The patches can be found in the -mm releases or at:
http://www.kernel.org/pub/linux/kernel/people/gregkh/gregkh-2.6/gregkh-01-driver/uio.patch
- UIO core
http://www.kernel.org/pub/linux/kernel/people/gregkh/gregkh-2.6/gregkh-01-driver/uio-documentation.patch
- UIO documentation
http://www.kernel.org/pub/linux/kernel/people/gregkh/gregkh-2.6/gregkh-01-driver/uio-dummy.patch
http://www.kernel.org/pub/linux/kernel/people/gregkh/gregkh-2.6/gregkh-01-driver/uio-irq.patch
- two example kernel modules and userspace programs showing how to
use the UIO interface.

If anyone has any questions on how to use this interface, or anything
else about it, please let me and Thomas know.

thanks,

greg k-h



2006-12-14 06:16:31

by Ben Nizette

[permalink] [raw]
Subject: Re: Userspace I/O driver core

Greg KH wrote:
> But in order to get this core into the kernel tree, we need to have some
> "real" drivers written that use it. So, for anyone that wants to see
> this go into the tree, now is the time to step forward and post your
> patches for hardware that this kind of driver interface is needed.
>
We have a product being developed currently for which this interface is
perfect.

The situation is that we have Linux collecting data from very many
sources. The data is processed by throwing it at a memory address at
which an FPGA lives. The FPGA processes the data and generates an
interrupt upon completion at which time the processed data can be read
back out. Linux doesn't know anything about the data except it's source
and destination and, for security reasons, it has to stay that way. As
such a formal driver makes little sense: data gets written to a memory
address and a little while later it is read out again, that's it. The
only fly in the ointment is the interrupt. Before I knew about these
UIO patches I had written what effectively was a smaller version of UIO
to handle this interrupt. With the UIO patches the whole process
becomes trivial and I (along with my boss) become happy :-)

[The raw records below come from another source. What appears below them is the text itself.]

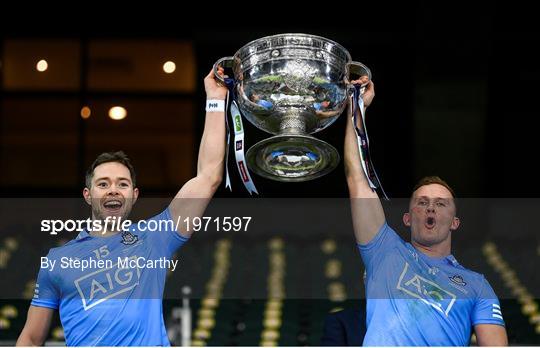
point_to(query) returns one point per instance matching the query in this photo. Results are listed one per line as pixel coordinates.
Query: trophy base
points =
(292, 158)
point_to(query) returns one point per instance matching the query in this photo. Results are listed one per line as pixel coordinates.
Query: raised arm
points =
(36, 327)
(193, 198)
(367, 211)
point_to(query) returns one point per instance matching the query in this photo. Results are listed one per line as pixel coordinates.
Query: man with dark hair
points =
(117, 300)
(417, 293)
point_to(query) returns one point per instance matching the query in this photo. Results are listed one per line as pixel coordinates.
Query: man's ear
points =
(455, 224)
(407, 219)
(86, 195)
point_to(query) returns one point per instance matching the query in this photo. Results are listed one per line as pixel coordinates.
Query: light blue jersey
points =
(416, 300)
(117, 302)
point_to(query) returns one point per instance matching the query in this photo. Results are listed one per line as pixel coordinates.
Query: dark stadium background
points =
(456, 96)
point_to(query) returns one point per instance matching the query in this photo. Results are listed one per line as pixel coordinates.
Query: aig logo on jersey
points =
(106, 283)
(426, 290)
(128, 238)
(457, 279)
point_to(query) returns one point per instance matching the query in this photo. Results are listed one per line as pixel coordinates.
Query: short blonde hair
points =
(428, 180)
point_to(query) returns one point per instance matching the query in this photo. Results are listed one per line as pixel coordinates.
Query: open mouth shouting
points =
(430, 222)
(113, 205)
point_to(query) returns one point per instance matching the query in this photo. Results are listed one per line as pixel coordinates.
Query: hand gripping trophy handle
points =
(358, 72)
(225, 62)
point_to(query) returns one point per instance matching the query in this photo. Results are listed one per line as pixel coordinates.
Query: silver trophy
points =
(292, 85)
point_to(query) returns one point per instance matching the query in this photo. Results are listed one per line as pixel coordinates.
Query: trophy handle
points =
(355, 70)
(225, 62)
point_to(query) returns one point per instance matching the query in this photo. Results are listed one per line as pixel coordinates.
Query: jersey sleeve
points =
(166, 238)
(385, 240)
(46, 293)
(487, 309)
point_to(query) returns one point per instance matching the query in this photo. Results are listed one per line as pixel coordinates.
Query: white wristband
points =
(215, 105)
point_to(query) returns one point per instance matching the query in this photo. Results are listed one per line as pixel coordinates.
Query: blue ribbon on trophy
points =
(363, 141)
(232, 108)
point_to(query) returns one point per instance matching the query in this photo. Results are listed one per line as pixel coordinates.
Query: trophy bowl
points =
(291, 86)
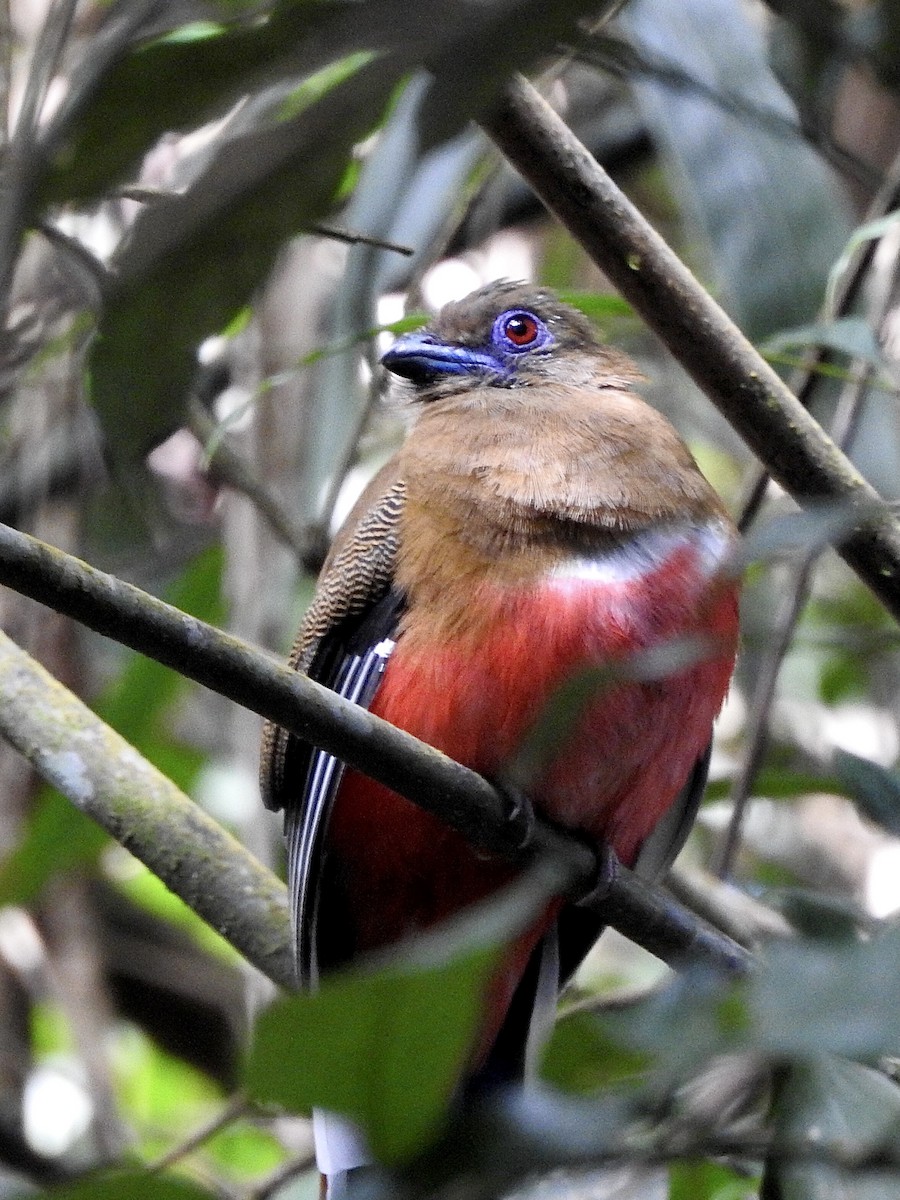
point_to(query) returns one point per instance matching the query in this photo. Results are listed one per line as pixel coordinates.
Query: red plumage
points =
(539, 520)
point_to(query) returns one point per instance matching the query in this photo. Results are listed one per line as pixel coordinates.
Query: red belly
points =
(616, 773)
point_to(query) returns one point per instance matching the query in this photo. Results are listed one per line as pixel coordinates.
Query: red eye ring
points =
(521, 329)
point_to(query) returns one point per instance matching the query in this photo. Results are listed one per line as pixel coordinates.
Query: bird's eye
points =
(521, 330)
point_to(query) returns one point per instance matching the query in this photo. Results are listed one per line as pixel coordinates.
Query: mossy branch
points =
(148, 815)
(795, 449)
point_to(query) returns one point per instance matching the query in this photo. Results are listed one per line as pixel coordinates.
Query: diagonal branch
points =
(109, 781)
(707, 343)
(456, 795)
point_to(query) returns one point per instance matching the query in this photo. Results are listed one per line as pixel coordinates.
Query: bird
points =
(540, 517)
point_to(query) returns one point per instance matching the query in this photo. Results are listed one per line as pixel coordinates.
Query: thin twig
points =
(234, 1109)
(460, 797)
(360, 239)
(108, 780)
(282, 1175)
(708, 345)
(804, 381)
(795, 597)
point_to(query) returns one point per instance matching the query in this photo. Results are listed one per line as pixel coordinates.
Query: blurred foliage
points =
(192, 144)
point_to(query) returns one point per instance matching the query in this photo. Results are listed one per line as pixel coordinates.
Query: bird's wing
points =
(343, 643)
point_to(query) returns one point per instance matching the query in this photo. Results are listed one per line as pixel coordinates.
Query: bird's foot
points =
(598, 887)
(519, 817)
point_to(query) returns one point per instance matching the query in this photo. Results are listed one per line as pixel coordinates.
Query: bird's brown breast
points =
(508, 484)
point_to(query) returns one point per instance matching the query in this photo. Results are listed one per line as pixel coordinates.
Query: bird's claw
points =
(601, 881)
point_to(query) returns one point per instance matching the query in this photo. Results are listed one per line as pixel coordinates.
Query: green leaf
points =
(843, 1108)
(852, 336)
(384, 1049)
(193, 261)
(582, 1057)
(708, 1181)
(762, 198)
(875, 790)
(388, 1047)
(868, 232)
(173, 83)
(136, 1183)
(598, 306)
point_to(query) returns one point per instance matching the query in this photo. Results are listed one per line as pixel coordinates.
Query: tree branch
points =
(792, 445)
(457, 796)
(109, 781)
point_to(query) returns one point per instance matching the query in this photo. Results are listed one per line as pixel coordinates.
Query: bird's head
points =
(504, 335)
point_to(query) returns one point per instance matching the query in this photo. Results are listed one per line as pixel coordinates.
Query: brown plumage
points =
(540, 517)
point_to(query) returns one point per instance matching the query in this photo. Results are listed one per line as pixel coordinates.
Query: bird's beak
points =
(423, 359)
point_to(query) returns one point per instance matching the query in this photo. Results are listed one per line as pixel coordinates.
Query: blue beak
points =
(423, 359)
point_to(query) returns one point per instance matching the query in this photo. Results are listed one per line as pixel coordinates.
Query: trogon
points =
(539, 519)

I shall submit a patch once I move my code over but it's almost not
worth it, it will be truly trivial.

I can see a similar scenario being played out a lot in industrial
control and other embedded systems. For example, if you just want to
monitor a set of data but interrupt if something critical happens (or
even just when the data is updated). All an in-kernel driver would do
is handle an interrupt and perform copy_{to,from}_user()s but it would
have to have a fair bit of fluff around it to signal to userland that
the interrupt had occured. UIO is a clean, standard and powerful form
of that fluff. Congrats to all who worked on her.

Regards,
Ben.

2006-12-14 10:04:17

by Avi Kivity

[permalink] [raw]
Subject: Re: Userspace I/O driver core

Greg KH wrote:
> A large number of people have expressed interest recently in the
> userspace i/o driver core which allows userspace drivers to be written
> to handle some types of hardware.
>
> Right now the UIO core is working and in the -mm releases. It's been
> rewritten from the last time patches were posted to lkml and is much
> simpler. It also includes full documentation and two example drivers
> and two example userspace programs that test those drivers.
>
> But in order to get this core into the kernel tree, we need to have some
> "real" drivers written that use it. So, for anyone that wants to see
> this go into the tree, now is the time to step forward and post your
> patches for hardware that this kind of driver interface is needed.
>
>
[...]

> If anyone has any questions on how to use this interface, or anything
> else about it, please let me and Thomas know.
>
>

I understand one still has to write a kernel driver to shut up the irq.
How about writing a small bytecode interpreter to make event than
unnecessary?

The userspace driver would register a couple of bytecode programs:
is_interrupt_pending() and disable_interrupt(), which the uio framework
would call when the interrupt fires.

The bytecode could reuse net/core/filter.c, with the packet replaced by
the mmio or ioregion, or use something new.

--
error compiling committee.c: too many arguments to function

2006-12-14 10:19:34

by Arjan van de Ven

[permalink] [raw]
Subject: Re: Userspace I/O driver core


> I understand one still has to write a kernel driver to shut up the irq.
> How about writing a small bytecode interpreter to make event than
> unnecessary?

if you do that why not do a real driver.


2006-12-14 10:25:18

by Hans J. Koch

[permalink] [raw]
Subject: Re: Userspace I/O driver core

Am Donnerstag, 14. Dezember 2006 10:44 schrieb Avi Kivity:

>
> I understand one still has to write a kernel driver to shut up the irq.
> How about writing a small bytecode interpreter to make event than
> unnecessary?
>
> The userspace driver would register a couple of bytecode programs:
> is_interrupt_pending() and disable_interrupt(), which the uio framework
> would call when the interrupt fires.
>
> The bytecode could reuse net/core/filter.c, with the packet replaced by
> the mmio or ioregion, or use something new.
>

I think this would be overkill. The kernel module you have to write
is _really_ very simple. And it has to be written only once, so even
a manufacturer who employs no experienced kernel developers can
easily outsource that task.

Hans

2006-12-14 10:44:22

by Alan

[permalink] [raw]
Subject: Re: Userspace I/O driver core

> But in order to get this core into the kernel tree, we need to have some
> "real" drivers written that use it. So, for anyone that wants to see
> this go into the tree, now is the time to step forward and post your
> patches for hardware that this kind of driver interface is needed.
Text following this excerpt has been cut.